Since we can’t always know what someone else is going through …. how about this instead ~
Carve out time to be alone with your own brain. Baby steps for some. A preferred way to live for someone like me.
Be alone with your characters. Be alone with the world you’re creating in your head. The people in our lives who don’t get writing fiction also don’t understand that all that day dreaming, wandering, sitting in silence as we observe every small detail of a place in time is research.
Life is research. What is written was once something that could not be said.
I will share that the line I live between the helping profession where I do hear about the monsters and the fictional world I’m transitioning to, to pursue writing as a full time gig … is a weird place to be.
People have been “giving me advice” for a long time now. Not a single one of them is both in the psychology field AND a fiction writer. Not one. The advice from one half of your life, can’t be applied.

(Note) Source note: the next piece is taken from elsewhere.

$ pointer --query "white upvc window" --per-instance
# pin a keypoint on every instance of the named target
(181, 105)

Besides, at what point in our lives do we stop receiving unsolicited advice from others? When does that start happening?
I’d like it to be now, please and thank you.
I’ve written five full length novels. I published one of them. Not because I hoped it would be a best seller, but because I needed some exposure therapy, to get over the fear of the critics.
The critics were there anyway.
That’s a whole other post. A whole other topic for discussion. We’ll go there.
Until then, for all the writers out there with very busy lives, but also trying to write a full length novel in a month …. remember that you are an artisan craftsman. You are creating the lump of clay, where the second go over is turning it into a world that didn’t exist before you made it.
That is pretty awesome.
The fact that you gave yourself to be alone in your own head for a while …. that’s living on that line between psychology and fiction writing. You did it. You found a sliver in the time continuum where you could be yourself. For yourself. By yourself.
That’s all. Just me and my thoughts. Now I’m going back to the NaNoWriMo world I’m imagining into life.
In peace and creativity,
(c) @happinessnoir @K.ArenHenryMiller @InkHoneyPub
p.s… I rarely edit these so if you’re also finding typos …. well, …. that’ll just have to do. Another form of torture for the OCD grammar police. 🙂 Also … crossing the fine line between psychology and fiction writing.
See there what I did?
I just gave myself three great examples of doing both jobs in one … a life lesson learned …. alone.